U.S. flag

An official website of the United States government

Skip Header


Census Bureau Releases 2020 Census Microdata

AUGUST 5, 2024 —The U.S. Census Bureau today released the 2020 Census Privacy-Protected Microdata File (PPMF). The 2020 PPMF includes two protected microdata files—a person file and a housing unit or household file. The PPMF is the successor to the former decennial census Public Use Microdata Sample (PUMS), last issued for the 2010 Census.

As with the 2010 PUMS, the PPMF presents the data as rows of privacy-protected individual records (called microdata) rather than the aggregated totals found in data tables. This allows data users to generate custom tabulations not included in the Redistricting Data Summary File (P.L. 94-171), Demographic Profile, and the Demographic and Housing Characteristics File.

Data users are invited to join a webinar on August 6 to learn more about accessing and using the microdata files.

Differences Between the PPMF and the PUMS File Formats

The Census Bureau has released official microdata files every decade since the 1960 Census. There are substantial differences with this decade’s release, including:

  • 100 percent Coverage for the PPMF vs. 10 percent for the PUMS

The disclosure avoidance methodologies used for the 2010 PUMS only allowed for publication of a 10 percent systematic microdata sample of the full census population (i.e., complete census records for approximately 30 million people and over 13 million housing units). However, the new methodology used for the 2020 PPMF enabled publication of privacy-protected records for every person and housing unit included in the count (i.e., complete census records for over 331 million people and over 140 million housing units).

The 10 percent sample meant that the 2010 PUMS could not directly support analyses on small or less-populous geographies.

Because the 2020 PPMF includes full geographic detail down to the census block, it can support analyses on smaller tabulations or custom geographies. The precision of those analyses is dependent on the amount of privacy-loss budget allocated to the underlying statistics being analyzed. The privacy-loss budget is a chosen limit on how much disclosure protection is traded for increased accuracy.

Note that since it is a 100 percent file, the PPMF data are not impacted by the sampling error that affected the 2010 PUMS.

  • The PPMF Has Less Attribute and Characteristic Detail than the 2010 Census PUMS

The 2020 Census PPMF reflects the privacy-protected microdata output of the TopDown Algorithm used for the 2020 Census Redistricting Data (P.L. 94-171) Summary File, the Demographic Profile, and the Demographic and Housing Characteristics File (DHC). The PPMF is therefore limited to the attribute and characteristic detail from those data products.

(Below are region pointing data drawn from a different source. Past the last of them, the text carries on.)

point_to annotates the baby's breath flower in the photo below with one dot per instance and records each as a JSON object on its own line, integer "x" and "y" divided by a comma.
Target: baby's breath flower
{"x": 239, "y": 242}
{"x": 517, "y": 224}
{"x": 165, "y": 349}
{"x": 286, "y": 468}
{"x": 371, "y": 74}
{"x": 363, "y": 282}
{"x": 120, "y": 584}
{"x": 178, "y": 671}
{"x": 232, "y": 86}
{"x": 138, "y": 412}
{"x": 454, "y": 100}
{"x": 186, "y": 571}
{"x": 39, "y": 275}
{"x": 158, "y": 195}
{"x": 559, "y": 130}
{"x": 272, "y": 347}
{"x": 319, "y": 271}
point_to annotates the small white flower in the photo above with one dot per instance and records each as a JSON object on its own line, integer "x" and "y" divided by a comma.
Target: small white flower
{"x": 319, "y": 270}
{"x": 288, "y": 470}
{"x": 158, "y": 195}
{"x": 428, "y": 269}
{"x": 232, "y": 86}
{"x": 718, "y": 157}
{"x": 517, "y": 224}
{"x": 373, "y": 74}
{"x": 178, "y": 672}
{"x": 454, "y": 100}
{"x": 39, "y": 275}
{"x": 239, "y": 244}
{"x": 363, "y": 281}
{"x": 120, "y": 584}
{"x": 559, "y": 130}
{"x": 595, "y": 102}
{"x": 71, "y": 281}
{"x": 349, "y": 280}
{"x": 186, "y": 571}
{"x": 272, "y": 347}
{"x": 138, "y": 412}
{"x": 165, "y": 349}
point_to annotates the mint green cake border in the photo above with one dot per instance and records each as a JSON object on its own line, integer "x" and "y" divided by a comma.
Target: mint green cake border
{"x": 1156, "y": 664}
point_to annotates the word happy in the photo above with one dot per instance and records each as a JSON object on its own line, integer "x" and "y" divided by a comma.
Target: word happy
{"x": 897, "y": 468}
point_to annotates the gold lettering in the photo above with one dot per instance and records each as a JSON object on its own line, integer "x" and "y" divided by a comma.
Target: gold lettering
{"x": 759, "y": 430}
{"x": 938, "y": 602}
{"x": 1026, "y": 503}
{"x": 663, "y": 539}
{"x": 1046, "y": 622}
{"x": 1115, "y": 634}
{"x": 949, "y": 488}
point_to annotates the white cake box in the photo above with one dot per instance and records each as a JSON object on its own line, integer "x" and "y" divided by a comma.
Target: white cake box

For example, race detail in the PPMF is limited to the 63 race categories (e.g., “White Alone,” or “Asian and Black”) reflected in those data products and does not include any of the detailed or regional racial categories (e.g., “Scottish” or “South Asian”) found in the 2020 Census Detailed DHC-A (released in September 2023) and 2020 Census Detailed DHC-B data products (released August 1, 2024).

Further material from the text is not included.